The machine was built using a heavy-duty SwiveLink wheeled cart which gives the system the mobility to be positioned wherever needed. Our engineering team installed an off-the-shelf robot mounting system that gives the cart the ability to hold the CoBot arm. The images are acquired by the Canon EOS 5D Mark IV attached to the robot’s manifold allowing for the 360-degree acquisition of images. Two adjustable monitors are situated on the side of the cart that make up the operator's workstation and allows the operator to control all CoBot movement and images taken.


Robot positioning as it traces through a preset routine of positions.
Robot positioning as it traces through a preset routine of positions.

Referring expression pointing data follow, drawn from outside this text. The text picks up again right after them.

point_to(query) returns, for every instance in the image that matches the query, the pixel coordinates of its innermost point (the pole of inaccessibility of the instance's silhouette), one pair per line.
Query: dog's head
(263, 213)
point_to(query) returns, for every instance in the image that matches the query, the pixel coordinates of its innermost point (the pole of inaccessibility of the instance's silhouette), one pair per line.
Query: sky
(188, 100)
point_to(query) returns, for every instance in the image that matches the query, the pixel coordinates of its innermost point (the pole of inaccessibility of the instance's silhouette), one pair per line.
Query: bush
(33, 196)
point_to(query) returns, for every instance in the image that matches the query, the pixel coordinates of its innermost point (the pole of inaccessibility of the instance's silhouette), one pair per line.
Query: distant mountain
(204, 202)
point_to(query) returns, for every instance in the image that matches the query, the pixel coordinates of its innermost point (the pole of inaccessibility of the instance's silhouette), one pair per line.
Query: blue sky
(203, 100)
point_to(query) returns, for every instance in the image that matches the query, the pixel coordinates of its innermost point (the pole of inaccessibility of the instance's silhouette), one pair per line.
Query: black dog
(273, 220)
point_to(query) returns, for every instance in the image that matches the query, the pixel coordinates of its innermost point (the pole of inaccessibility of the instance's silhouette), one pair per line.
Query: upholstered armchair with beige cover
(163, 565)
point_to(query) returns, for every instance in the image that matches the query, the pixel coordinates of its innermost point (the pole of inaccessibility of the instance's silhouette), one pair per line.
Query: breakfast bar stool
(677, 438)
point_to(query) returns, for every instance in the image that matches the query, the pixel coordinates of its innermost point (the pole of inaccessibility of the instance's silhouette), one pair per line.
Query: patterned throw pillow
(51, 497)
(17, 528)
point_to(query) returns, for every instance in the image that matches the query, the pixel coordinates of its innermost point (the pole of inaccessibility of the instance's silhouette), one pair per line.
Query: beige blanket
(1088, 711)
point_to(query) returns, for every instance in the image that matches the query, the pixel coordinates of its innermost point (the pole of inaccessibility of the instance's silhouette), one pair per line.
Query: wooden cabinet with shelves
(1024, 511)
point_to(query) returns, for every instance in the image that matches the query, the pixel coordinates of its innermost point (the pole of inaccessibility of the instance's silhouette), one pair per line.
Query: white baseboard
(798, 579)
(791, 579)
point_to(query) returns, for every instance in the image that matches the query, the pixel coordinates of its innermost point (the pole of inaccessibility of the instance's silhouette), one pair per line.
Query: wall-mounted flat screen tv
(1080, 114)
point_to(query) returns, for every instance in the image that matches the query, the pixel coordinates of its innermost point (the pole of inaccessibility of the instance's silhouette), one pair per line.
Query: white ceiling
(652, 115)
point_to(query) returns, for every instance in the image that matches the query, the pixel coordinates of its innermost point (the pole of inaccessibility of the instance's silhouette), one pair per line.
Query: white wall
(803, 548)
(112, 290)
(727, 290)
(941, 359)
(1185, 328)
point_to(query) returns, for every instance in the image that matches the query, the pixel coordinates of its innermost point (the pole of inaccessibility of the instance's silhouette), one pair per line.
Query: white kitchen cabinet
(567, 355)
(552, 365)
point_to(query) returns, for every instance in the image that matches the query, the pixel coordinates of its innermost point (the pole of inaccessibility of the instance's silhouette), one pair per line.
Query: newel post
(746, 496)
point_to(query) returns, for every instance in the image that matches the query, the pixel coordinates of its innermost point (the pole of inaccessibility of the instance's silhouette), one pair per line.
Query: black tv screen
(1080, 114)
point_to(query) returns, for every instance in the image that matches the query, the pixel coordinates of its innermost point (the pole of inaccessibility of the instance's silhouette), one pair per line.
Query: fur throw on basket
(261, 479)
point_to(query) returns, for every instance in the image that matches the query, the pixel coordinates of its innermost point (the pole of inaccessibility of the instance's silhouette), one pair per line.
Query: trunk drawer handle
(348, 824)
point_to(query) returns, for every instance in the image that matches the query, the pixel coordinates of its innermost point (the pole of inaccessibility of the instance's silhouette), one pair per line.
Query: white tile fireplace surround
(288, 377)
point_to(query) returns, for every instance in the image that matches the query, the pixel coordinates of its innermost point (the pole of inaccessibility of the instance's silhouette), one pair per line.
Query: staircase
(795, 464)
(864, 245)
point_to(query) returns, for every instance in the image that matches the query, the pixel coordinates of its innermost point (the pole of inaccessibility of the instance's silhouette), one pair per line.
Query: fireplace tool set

Figure 1. Robot positioning as it traces through a preset routine of positions.


Overcoming the Obstacles:

One challenge our engineering team faced was determining the best way to tag and append the images taken by the camera. There are nine fields of text overlaid on every image and finding the most efficient way to automatically add text within a flexible and consistent program was a challenge that required careful software architectural implementations. Our team went about achieving this by first identifying which of the text fields were constant vs. changing. Then, after having the program fill the text fields the footer was appended to the original image which allows it to be stored in runtime memory. It is essential for all images taken to be appended accurately with their respective footer as an overlay to the image, and our approach allowed for all images to be tagged in a way that did not slow processing speeds.


Achieving the Outcome:

As a result of the image automation cart’s development, the client has been able to greatly increase the efficiency of their quality control process at a lower cost. Not only did we accommodate the client’s needs throughout the project, but were able to meet all requirements within time and budget constraints. After the product was delivered our team was able to send support engineers to make the installation and bring-up of the new machine seamless as well as provide training for the client on how to use the new equipment in their quality control process.



Technical Specifications

· 1 x Olympus Controls UR5e Robot

· 1 x SwiveLink Mobile Table Cart for Robot Workstation

· 1 x Seedit Robot License

· 1 x Canon EOS 5D Mark IV

· 1 x Canon EF 35mm f/2 IS USM Lens

· 1 x Intel NUC Skylake Compact Fanless Computer


Rugged industrial computers handle all computation in this machine including the Universal Robot Arm, Canon EOS 5D Mark IV, operator interface, and 3 levels of LabVIEW parallel-loop sequencers.
Rugged industrial computers handle all computation in this machine including the Universal Robot Arm, Canon EOS 5D Mark IV, operator interface, and 3 levels of LabVIEW parallel-loop sequencers.

Figure 2. Rugged industrial computers handle all computation in this machine including the Universal Robot Arm, Canon EOS 5D Mark IV, operator interface, and 3 levels of LabVIEW parallel-loop sequencers.